You never know where a churchman might find inspiration. For the Rev. Norman Hammer, it was a drive-in theater.
Hammer, then the 36-year-old pastor of Emmanuel Lutheran Church in North Hollywood, happened to pass an outdoor movie emporium one day in 1949 and was struck with the idea: Why not hold summer church services in such a setting? He figured it would be perfect for the balmy, open spaces of car-happy Southern California.
“A lot of people like to head for the beach or mountains on Sunday,” he explained later. “It’s hard to get them dressed up and into the church. This way, they come dressed for an outing and can leave for the out-of-doors right after the service.”
And, so, on July 10, 1949, long before anyone thought of “Honk If You Love Jesus” bumper stickers, Hammer convened what is believed to have been the first drive-in church service.

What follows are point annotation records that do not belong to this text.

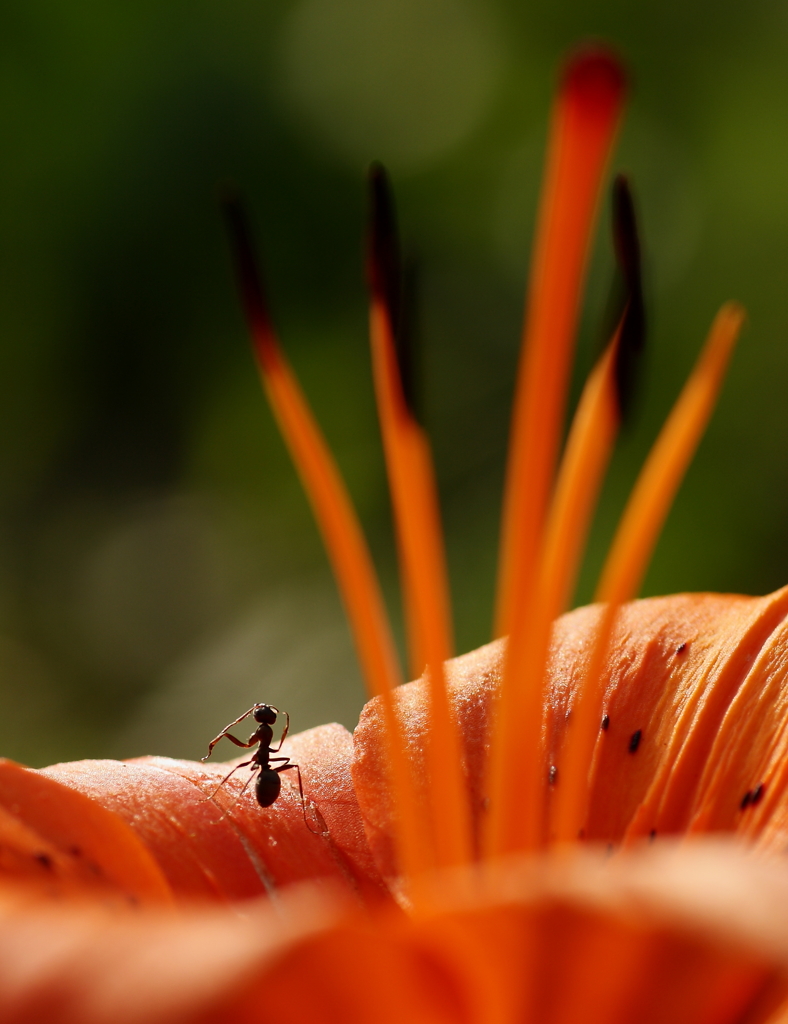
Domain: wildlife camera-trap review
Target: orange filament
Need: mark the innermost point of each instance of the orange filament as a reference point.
(416, 511)
(630, 552)
(582, 131)
(583, 127)
(344, 542)
(582, 468)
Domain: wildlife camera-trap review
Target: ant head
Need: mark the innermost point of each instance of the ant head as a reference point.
(265, 714)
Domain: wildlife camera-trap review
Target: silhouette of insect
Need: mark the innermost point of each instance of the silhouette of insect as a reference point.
(268, 782)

He delivered a 45-minute sermon on a vacant lot across the street from 4-year-old Emmanuel Lutheran.
“Instead of piling out and filing into pews,” the Associated Press reported, arriving motorists and passengers “just settled back in their autos.”
“It was fun,” recalled Marty McCambridge, who attended in the 1960s with her parents in the family’s green Nash Rambler. “You could wear your play clothes. You could talk. You could sing as loud as you wanted — it didn’t matter if you could sing or not.”

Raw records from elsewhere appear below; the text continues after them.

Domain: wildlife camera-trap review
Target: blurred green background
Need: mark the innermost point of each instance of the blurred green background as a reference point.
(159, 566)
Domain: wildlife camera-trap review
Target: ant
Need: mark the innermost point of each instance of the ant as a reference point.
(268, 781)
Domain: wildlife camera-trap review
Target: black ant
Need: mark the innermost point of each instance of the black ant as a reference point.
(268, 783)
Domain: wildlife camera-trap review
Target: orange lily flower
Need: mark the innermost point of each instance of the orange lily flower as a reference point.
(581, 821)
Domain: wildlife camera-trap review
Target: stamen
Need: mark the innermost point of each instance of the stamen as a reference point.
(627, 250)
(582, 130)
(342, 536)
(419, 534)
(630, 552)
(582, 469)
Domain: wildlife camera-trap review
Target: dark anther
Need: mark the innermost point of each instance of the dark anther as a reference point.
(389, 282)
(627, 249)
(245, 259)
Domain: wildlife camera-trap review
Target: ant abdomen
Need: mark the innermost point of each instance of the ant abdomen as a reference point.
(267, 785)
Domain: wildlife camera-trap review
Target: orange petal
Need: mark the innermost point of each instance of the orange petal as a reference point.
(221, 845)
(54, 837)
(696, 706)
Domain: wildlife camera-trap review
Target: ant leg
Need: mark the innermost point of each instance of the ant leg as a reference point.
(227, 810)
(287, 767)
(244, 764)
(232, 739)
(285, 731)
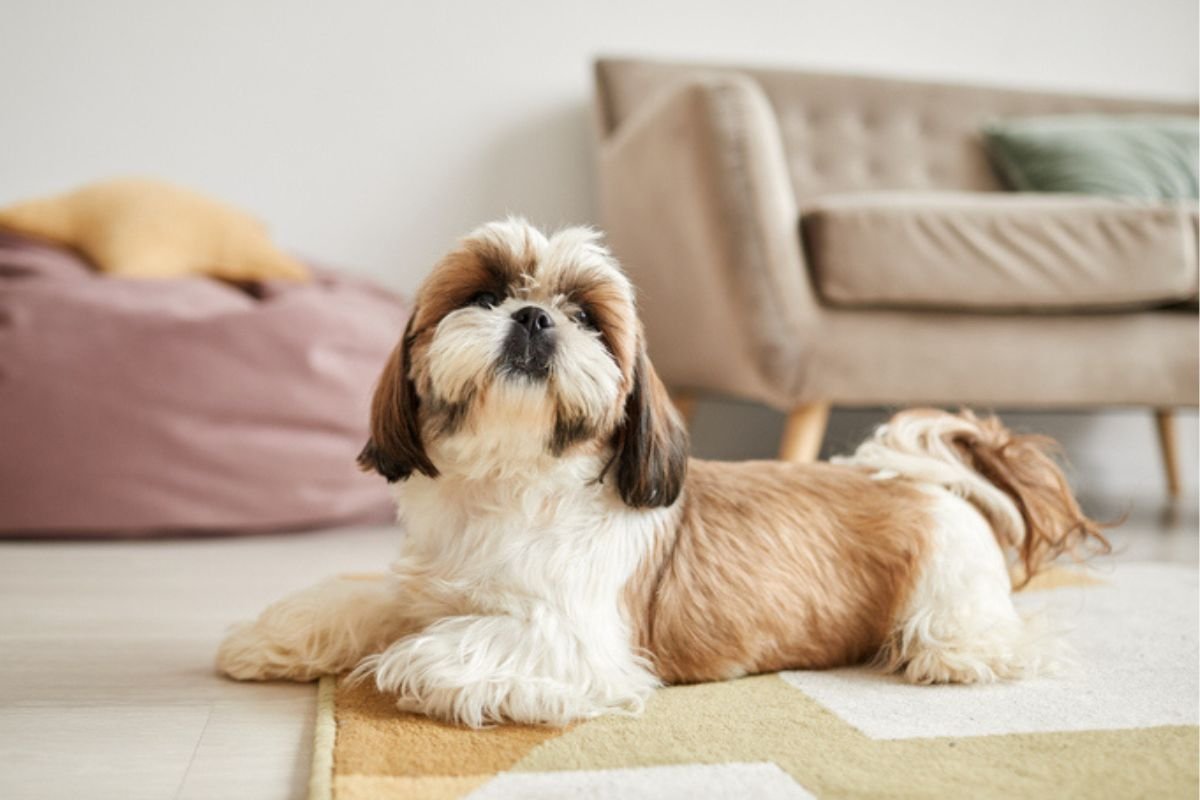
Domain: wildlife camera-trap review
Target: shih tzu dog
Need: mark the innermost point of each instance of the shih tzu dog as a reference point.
(563, 557)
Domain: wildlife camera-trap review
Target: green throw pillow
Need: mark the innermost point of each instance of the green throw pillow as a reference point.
(1146, 157)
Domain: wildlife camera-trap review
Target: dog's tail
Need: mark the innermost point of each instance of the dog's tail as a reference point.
(1012, 479)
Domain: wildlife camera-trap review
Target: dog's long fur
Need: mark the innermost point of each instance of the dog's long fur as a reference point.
(564, 557)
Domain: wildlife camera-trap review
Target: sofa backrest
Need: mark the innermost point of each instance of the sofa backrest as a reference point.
(846, 132)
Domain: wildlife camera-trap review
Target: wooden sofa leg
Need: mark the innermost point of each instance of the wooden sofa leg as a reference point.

There were lots of smiles on the faces of children who were dreaming of their next destination.
“Usually we were going to go to Disneyland or Knott’s,” McCambridge said.

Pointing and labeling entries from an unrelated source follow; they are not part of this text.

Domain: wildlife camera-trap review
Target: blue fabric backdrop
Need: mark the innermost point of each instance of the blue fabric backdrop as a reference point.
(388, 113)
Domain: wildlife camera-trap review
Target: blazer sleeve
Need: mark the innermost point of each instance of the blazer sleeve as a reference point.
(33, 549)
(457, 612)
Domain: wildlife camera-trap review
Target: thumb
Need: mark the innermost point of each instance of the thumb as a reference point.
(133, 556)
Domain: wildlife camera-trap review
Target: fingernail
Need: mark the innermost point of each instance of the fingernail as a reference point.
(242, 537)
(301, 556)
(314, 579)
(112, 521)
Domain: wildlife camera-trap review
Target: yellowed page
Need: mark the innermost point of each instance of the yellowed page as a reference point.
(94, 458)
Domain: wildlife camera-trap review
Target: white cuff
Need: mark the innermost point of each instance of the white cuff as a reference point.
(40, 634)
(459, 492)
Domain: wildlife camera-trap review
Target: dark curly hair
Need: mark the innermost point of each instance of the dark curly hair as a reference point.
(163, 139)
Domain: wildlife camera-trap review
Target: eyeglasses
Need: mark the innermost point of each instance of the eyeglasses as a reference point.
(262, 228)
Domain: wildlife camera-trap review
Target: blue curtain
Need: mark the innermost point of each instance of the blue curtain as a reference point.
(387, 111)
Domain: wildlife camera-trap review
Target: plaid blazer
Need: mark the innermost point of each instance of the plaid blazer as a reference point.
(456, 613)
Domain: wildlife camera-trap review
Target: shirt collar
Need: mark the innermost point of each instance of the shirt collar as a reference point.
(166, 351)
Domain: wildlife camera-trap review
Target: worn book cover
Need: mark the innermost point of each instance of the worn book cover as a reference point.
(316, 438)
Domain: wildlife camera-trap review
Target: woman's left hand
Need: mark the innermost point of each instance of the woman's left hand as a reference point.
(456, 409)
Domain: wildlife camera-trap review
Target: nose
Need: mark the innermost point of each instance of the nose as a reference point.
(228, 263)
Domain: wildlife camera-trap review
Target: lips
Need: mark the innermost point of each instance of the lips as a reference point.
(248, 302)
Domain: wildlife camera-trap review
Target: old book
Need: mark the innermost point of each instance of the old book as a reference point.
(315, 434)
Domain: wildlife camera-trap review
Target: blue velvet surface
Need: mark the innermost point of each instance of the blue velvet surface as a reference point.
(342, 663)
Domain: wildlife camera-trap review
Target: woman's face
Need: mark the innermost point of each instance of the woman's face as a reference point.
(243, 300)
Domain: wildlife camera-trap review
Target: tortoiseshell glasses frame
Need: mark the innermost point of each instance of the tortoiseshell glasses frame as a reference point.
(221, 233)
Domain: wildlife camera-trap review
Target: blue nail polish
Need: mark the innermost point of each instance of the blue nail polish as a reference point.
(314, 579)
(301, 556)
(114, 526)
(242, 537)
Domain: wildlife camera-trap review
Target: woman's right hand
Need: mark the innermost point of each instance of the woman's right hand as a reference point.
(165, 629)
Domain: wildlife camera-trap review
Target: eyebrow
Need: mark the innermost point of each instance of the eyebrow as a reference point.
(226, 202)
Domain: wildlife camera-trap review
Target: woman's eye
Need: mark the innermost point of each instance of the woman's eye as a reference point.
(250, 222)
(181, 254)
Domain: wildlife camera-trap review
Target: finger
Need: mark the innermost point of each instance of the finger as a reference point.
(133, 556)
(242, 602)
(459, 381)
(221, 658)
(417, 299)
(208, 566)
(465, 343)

A friend of hers used to go to the outdoor service in his Little League uniform.
As the years went by Hammer would be overshadowed by the more-charismatic Rev. Robert Schuller, who began preaching at the old Orange Drive-In in 1955.
But the drive-in church service was Hammer’s innovation. And he had one obstacle that Schuller did not face: no built-in sound system.
The first year, Hammer recalled, he took care of the problem by procuring “three speakers from a Navy boat and a 50-watt amplifier.”
The next year, he learned that the San Val Drive-In in Burbank was installing new speakers and persuaded the theater to let him have the old ones at $3 apiece (they were $9 new).
“We hereby swear that they (the speakers) will never be used in any way whatsoever for entertainment purposes,” the church wrote to the drive-in, which apparently was nervous that it might be gaining a competitor.
Worshiping motorists didn’t have to pass the plate — at least not literally. Ushers went from car to car for offerings, each carrying a cigar-box-on-a-stick with a slot for cash on top. The standard collection plate couldn’t be used because the wind would sometimes blow the paper currency onto the ground.
The outdoor service was an immediate hit, drawing an average of about 175 people and 90 cars per Sunday (though not so many that anyone can ever recall the church being the site of a SigAlert).
The cigar boxes filled up. That July of 1949, Hammer wrote, “we had our biggest month financially.”
“I was amazed to see all the people sitting in their cars,” said Fred Bernlohr, who was pastor from 1966 to 1972.
Despite Emmanuel Lutheran’s success, outdoor church services never really caught on around the country.
A few can still be found in cities such as Daytona, Fla.; Grand Rapids, Mich.’ and Albany, N.Y.
Schuller, of course, long ago moved his pulpit from the roof of the snack bar at the Orange Drive-In to his church in Garden Grove, where services are now held in the Crystal Cathedral. The cathedral recently filed for bankruptcy, citing more than $43 million in debts. It costs a lot more to run than the Orange Drive-In, which Schuller rented for $500.
Emmanuel outdoor services came to an end in the early 1970s: the Valley’s wide-open spaces were no longer so open. The church needed the vacant lot where the motorists prayed for a football/soccer field for its Laurel Hall School.
“Before, it was just dirt,” said McCambridge, a longtime congregant who is now the parish office manager. “Now it’s a real field with grass. You couldn’t drive on it.”
The era has also passed when congregants felt they couldn’t wear the same clothes to both church and Disneyland.
“That was when people still dressed up for church,” McCambridge noted.
Bernlohr, the 88-year-old former pastor, has fond memories of sermonizing outdoors at Emmanuel.
The drivers and their passengers “did listen, which surprised me,” he said. “I don’t recall anyone reading the morning paper.”
And he did get feedback. Once in a while, he said, someone would thank him at the end of a service by honking.